Não é afinal nada inédito a contratação de serviços de consultadoria externa para ajudar o Governo a definir políticas públicas, tanto assim que o anterior Governo socialista o fez amiúde. Numa pesquisa do PÁGINA UM, descobriram-se pelo menos uma dezena de contratos durante os Governos de António Costa que se assemelham ao mesmo modus operandi da polémica colaboração da consultora IQVIA, com sede na Holanda, que participou na definição do recente Plano de Emergência da Saúde, promovido pela ministra Ana Paula Martins.

Recorde-se que esta polémica se iniciou na passada semana com a manifestação de estranheza do secretário-geral do Partido Socialista, Pedro Nuno, por ter sido contratada uma empresa externa ao Ministério da Saúde, sendo secundada pela antiga ministra e actual cabeça-de-lista às Europeias, Marta Temido, que se mostrou “perplexa” com a contratação de consultoras para definir estratégias políticas.

Pedro Nuno Santos ‘levantou a lebre’, alimentada por Marta Temido, mas afinal Governo socialista fez aquilo que agora critica no Governo Montenegro.

Ontem, o PÁGINA UM já revelara que, afinal, durante os Governos de António Costa, as empresas do grupo holandês, sobretudo a IASIST – que se encontra em processo de fusão com a sua ‘irmã’ IQVIA Solutions Portugal –, celebraram 55 contratos públicos, quase todos por ajuste directo, no valor de quase 2,1 milhões de euros, incluindo hospitais e entidades directamente tuteladas pelo Ministério da Saúde.

Em reacção à notícia do PÁGINA UM, destacada pela SIC Notícias, e admitindo que pudesse haver contratos com “entidades do perímetro do Ministério da Saúde”, Marta Temido disse que daquilo que é o seu “conhecimento, o Ministério da Saúde [nos governos socialistas, infere-se] não recorreu a terceiros para contratação de definição de estratégias, mas não posso ir para além disso”.

Mas o PÁGINA UM pode e pôde. E foi.

E a partir de pesquisas de contratos assinados exclusivamente pelas Secretarias-Gerais dos diversos ministérios detectou-se um total de 10 contratos onde, de forma explícita e evidente, o objecto passou pela colaboração externa na definição de políticas públicas, designadamente na elaboração de planos ou estratégias sectoriais. De fora desta análise do PÁGINA UM estão as prestações de serviços de consultadoria para avaliação de instrumentos de políticas públicas, bastante frequentes.

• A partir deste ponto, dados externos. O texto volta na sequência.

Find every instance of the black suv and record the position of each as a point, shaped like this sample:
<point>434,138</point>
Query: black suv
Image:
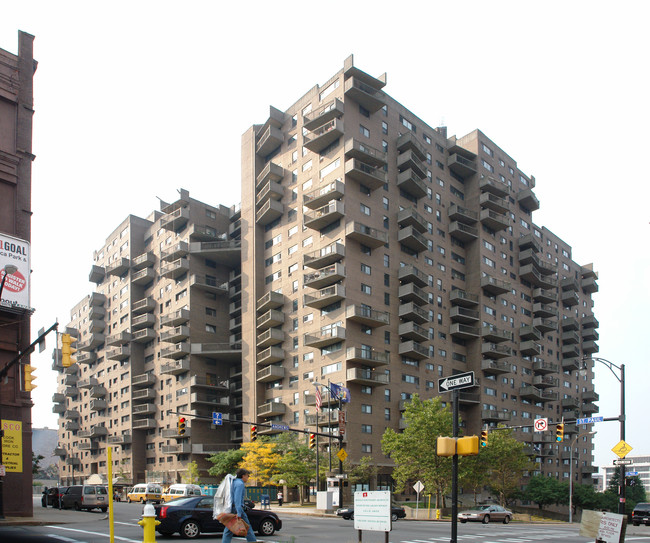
<point>641,514</point>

O mais recente deste tipo de contratos, para além daquele que o actual Ministério da Saúde já assumir ter celebrado com a IQVIA – e que ainda não consta do Portal Base – foi concretizado no exacto dia da tomada de posse de Luís Montenegro como primeiro-ministro, mas terá sido ainda uma ‘herança’ do Governo Costa, ou mais propriamente da antiga ministra Ana Mendes Godinho, uma vez que foi assumido pela Secretaria-Geral do Ministério do Trabalho, Solidariedade e Segurança Social.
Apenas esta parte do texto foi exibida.